Apple concluía asegurando que planean seguir con esta estrategia de ahora en adelante con otros dispositivos. O lo que es lo mismo, que de aquí a un año probablemente pasará lo mismo con el iPhone X y el iPhone 8.

¿Y ahora qué?

Aunque creo que todos estamos de acuerdo en que Apple se ha equivocado y debería haber informado al usuario, ya cuando lanzó iOS 10.2.1, de esta reducción en el rendimiento de los iPhone cuya batería está degradada, el problema principal al que se enfrenta ahora Apple es mucho más grave. Este comunicado es justo lo que necesitaban todos aquellos que llevaban tiempo asegurando, sin pruebas y sin entrar en detalles, que los iPhone con más de un año van más lentos para “invitarte” a que lo cambies por otro nuevo.

La explicación dada por Apple, aunque llega tarde, es sincera pero compleja. Muchos usuarios simplemente no la comprenden porque no están interesados en estos asuntos, y a otros muchos les llega información sesgada. Como resultado un buen número de usuarios se van a quedar con la idea equivocada de que aquellos rumores que se venían oyendo desde hace tiempo de que Apple ralentiza los iPhone antiguos para que te compres uno nuevo eran ciertos.

android-vs-ios

Esto es un problema para Apple, no solo porque puede incitar a aquellos usuarios que tengan que renovar su iPhone a considerar el dar el salto a Android si piensan que de ese modo su nuevo smartphone les durará más tiempo, sino porque de ahora en adelante mucha gente se lo va a pensar dos veces antes de actualizar su iPhone a una nueva versión de iOS. Si Apple no toma medidas durante las próximas semanas y en la mayor parte de los usuarios cala la idea de que “mejor no actualizar” la fragmentación de iOS comenzará a ser una realidad.

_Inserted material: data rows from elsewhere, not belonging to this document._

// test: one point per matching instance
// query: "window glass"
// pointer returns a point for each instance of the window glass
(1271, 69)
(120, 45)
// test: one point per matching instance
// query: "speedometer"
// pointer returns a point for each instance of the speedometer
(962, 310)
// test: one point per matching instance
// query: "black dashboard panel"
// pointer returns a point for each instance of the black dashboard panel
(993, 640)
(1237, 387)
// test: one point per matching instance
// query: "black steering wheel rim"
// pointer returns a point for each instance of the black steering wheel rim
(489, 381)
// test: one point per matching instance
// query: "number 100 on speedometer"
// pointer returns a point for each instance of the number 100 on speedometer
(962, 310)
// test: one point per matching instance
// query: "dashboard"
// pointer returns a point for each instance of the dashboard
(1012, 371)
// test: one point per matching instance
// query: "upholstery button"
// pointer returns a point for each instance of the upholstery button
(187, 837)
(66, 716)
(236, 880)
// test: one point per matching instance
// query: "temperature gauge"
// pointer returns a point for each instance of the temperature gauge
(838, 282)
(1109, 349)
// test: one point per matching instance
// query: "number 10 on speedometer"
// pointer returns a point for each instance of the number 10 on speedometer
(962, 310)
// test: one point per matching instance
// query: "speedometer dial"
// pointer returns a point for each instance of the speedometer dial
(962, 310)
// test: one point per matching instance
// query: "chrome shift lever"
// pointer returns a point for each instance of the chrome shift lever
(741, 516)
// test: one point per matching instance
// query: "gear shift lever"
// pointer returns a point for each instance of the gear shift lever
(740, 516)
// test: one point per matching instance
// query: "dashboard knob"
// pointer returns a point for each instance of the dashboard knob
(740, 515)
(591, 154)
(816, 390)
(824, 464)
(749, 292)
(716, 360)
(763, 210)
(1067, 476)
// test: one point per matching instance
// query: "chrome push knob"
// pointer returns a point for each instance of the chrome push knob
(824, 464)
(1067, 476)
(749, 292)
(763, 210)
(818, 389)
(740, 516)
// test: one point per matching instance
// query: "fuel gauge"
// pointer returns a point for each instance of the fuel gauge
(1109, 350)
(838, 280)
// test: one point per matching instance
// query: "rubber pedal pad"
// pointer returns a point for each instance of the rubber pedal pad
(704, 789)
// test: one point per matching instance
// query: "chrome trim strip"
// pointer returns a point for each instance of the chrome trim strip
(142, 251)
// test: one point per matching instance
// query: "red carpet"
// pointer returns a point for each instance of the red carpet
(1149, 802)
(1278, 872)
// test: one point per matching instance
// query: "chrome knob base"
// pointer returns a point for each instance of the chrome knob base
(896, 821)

Muchos de estos usuarios están además confundidos y piensan que la falta de fluidez de su iPhone es por esta estrategia de Apple por la que “ralentiza los iPhone con más de un año”, cuando el principal problema a día de hoy es iOS 11. Lo primero que tiene que hacer Apple es lograr que iOS 11 funcione como debería en un iPhone 6, un iPhone SE o un iPhone 6S y si no es capaz de hacerlo hubiese sido mejor dejarlos en iOS 10 y no permitirles actualizar.

Cuando iOS 11 funcione como debería, entonces, quizás sea también buena idea incluir más información sobre la batería en Ajustes, para que de este modo el usuario sepa que cambiando la batería mejorará notablemente su experiencia de uso con ese dispositivo. ¿No decimos siempre que la principal preocupación de Apple es la experiencia de uso? Pues que se note en este caso también.

Cuanto más tarde Apple en tomar estas medidas el mito de que Apple ralentiza los iPhone con más de un año solo para venderte uno nuevo se hará más fuerte, la bola de nieve se hará cada vez mayor y solucionar el problema de la fragmentación de iOS será más complicado. Veremos que ocurre durante las próximas semanas, confiemos en que Apple sea capaz de reaccionar.